Dans la foule, des familles, des groupes d'amis "Blacks, Blancs, Beurs", moyenne d'âge 25 ans, autant de filles que de garçons, certains avec des pancartes "Justice pour Adama" ou des T-shirts floqués du "BlackLivesMatter". Pendant près deux heures, nous étions tous masqués (crise sanitaire oblige) à applaudir aux slogans de la foule "Justice pour Adama", "Police Assassin", "Black Lives Matters". Adama en France, George Floyd aux Etats-Unis, même combat ! Il y avait tellement de monde que l'on n'a pas entendu la soeur d'Adama, son discours aurait conclu cette belle communion et les gens seraient rentrés chez eux dans le calme comme ils étaient arrivés.


Au lieu de ça... ce sont les gaz lacrymogènes des policiers et CRS, présents en nombre au tour du Parvis du Tribunal, qui nous ont forcé à nous disperser ! Car oui... la foule s'est faite gazer sans somation et sans raison, pendant qu'elle applaudissait tranquillement.

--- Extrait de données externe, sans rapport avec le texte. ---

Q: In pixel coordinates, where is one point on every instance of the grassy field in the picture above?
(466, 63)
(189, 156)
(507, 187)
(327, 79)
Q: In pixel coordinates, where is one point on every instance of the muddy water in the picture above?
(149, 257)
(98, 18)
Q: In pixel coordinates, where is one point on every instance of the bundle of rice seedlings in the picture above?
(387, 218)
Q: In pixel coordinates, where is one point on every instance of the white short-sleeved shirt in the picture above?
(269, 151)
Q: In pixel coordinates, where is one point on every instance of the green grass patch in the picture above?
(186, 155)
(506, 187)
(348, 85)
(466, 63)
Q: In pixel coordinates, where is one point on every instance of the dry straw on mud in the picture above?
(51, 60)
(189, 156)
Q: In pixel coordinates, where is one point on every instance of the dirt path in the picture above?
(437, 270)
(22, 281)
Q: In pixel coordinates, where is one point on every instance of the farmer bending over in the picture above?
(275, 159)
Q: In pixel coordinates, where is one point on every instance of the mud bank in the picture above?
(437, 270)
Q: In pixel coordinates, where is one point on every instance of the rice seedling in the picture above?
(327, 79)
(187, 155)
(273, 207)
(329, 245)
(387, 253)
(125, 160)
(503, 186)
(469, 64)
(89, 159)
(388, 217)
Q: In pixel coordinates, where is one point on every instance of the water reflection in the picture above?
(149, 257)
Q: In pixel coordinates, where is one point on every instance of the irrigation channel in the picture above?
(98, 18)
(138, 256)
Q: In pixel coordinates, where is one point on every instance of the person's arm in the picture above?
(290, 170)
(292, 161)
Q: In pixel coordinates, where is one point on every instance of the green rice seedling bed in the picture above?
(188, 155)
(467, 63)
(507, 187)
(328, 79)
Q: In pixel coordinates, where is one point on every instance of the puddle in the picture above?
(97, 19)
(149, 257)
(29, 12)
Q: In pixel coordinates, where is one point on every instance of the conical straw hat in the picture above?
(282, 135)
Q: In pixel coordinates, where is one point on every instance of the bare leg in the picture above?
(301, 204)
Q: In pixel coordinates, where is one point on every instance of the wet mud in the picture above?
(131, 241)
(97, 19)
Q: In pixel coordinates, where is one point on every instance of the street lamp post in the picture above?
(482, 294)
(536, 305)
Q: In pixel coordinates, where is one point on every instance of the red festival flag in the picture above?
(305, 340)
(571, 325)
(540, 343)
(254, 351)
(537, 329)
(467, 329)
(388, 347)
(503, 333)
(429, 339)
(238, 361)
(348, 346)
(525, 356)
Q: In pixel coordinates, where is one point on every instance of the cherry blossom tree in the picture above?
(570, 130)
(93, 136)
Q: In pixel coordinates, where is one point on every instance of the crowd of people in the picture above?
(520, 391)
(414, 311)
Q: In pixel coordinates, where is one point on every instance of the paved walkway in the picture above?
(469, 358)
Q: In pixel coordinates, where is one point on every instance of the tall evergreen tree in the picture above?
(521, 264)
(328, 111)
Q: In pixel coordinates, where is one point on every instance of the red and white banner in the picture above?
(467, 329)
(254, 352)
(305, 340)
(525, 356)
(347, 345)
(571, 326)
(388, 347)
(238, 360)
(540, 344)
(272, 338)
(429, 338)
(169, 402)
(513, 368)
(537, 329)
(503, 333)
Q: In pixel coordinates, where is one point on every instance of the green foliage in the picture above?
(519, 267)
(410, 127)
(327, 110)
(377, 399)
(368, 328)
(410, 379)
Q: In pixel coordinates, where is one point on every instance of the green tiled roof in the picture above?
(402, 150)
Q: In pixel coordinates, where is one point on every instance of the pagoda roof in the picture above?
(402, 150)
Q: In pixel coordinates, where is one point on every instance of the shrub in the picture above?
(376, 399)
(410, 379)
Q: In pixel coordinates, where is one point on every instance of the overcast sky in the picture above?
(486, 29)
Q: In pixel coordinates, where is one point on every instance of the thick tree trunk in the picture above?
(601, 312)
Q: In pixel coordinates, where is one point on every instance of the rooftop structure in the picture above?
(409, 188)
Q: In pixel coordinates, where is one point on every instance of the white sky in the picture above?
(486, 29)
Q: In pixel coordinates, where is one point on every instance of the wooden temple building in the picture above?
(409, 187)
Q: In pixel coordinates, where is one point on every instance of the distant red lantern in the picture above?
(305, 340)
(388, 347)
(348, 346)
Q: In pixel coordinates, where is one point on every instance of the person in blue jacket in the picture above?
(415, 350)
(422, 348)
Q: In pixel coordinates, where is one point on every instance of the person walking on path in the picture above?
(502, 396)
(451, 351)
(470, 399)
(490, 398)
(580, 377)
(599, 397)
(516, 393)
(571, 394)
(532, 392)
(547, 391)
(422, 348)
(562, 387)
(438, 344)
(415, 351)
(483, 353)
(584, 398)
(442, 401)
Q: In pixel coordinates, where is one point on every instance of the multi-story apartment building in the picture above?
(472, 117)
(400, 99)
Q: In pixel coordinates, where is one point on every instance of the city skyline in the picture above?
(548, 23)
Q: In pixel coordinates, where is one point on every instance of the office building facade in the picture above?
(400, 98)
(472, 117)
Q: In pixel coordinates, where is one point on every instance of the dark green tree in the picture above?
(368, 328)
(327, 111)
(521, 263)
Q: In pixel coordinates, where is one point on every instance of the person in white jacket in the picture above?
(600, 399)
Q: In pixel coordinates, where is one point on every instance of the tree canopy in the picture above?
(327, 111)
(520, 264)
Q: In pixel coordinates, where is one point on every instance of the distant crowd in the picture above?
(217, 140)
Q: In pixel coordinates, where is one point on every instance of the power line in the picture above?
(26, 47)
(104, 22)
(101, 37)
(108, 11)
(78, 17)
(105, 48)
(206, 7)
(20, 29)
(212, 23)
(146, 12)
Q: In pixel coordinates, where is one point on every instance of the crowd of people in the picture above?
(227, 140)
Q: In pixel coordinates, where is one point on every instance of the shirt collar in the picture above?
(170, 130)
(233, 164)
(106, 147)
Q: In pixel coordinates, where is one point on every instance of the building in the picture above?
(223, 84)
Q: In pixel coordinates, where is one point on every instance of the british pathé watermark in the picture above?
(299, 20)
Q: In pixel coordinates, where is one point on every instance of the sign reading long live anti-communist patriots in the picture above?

Un mouvement de foule a débuté tout le monde voulant éviter de se faire gazer, et c'est à partir de ce moment que la manif pacifique a laissé place à quelques affrontements entre jeunes et force de l'ordre... Mais c'est une très petite minorité de manifestants qui a répondu par la violence aux jets de lacrymo de la police. La majorité s'est dispersée en courant, pour s'éloigner des gazs lacrymo et du début des échauffourées... C'est ce que nous avons fait avec mes amis. En regardant de loin ces fumées, nous avons tous eu la même réflexion au même instant :"on ne verra plus que ces images sur les chaînes d'infos et pas tout le reste!" Nous savions que notre message d'unité et de paix n'aura dès lors plus la même portée... Nous savions que les médias ne parleraient dès lors que brièvement des 20 000 personnes unies dans le calme, rassemblées pour défendre la paix, l'égalité et la justice.... alors que les images des heurts et des dégradations tourneraient, elles, en boucle. Nous rentrions chacun chez soi entre déception, colère et frustration.



Un ras-le-bol généralisé d'un traitement médiatique biaisé


Une autre scène dont nous avons été témoins ne sera jamais montrée ou racontée par les médias.... Alors qu'un homme seul commençait à casser la vitrine d'un hôtel, des personnes, qui comme nous s'étaient mis à l'abri, se sont alors immédiatement interposées pour l'empêcher de vandaliser. Mais ça personne ne le verra ou l'entendra... C'est pour cela que je tenais à témoigner de ce que j'ai vu et vécu hier de l'intérieur... J'ai été journaliste pour des médias (presse écrite, TV et radio) pendant quinze ans, j'ai assisté impuissante à la dérive de notre métier vers une "info"en continue sans analyse et prise de recul.


Que ça dégénère c'était ce qu'espérait certaines personnes... et malheureusement le traitement médiatique de cette mobilisation va leur donner raison. Le message pacifique et revendicateur de la manif ne sera que trop peu véhiculé. Le rôle de la presse et des journalistes est de raconter les événements de l'intérieur, sans parti pris et dans la plus grande objectivité... et pas de se focaliser sur un angle, une prise de vue qui font"vendre" ou font de l'audience.


Tous les policiers ou gendarmes ne sont pas racistes ou violents, tous les jeunes noirs ou maghrébins habillés en streetwear ne sont pas des dealeurs de drogue ou des délinquants. Arrêtons de véhiculer dans les médias des clichés et des idées préconçues et erronées sur les minorités invincibles, et attachons-nous à montrer des images positives d'une France multiculturelle qui sait se rassembler et s'unir pour la paix, l'égalité et la justice, et pas seulement après un titre de Champions du Monde de foot.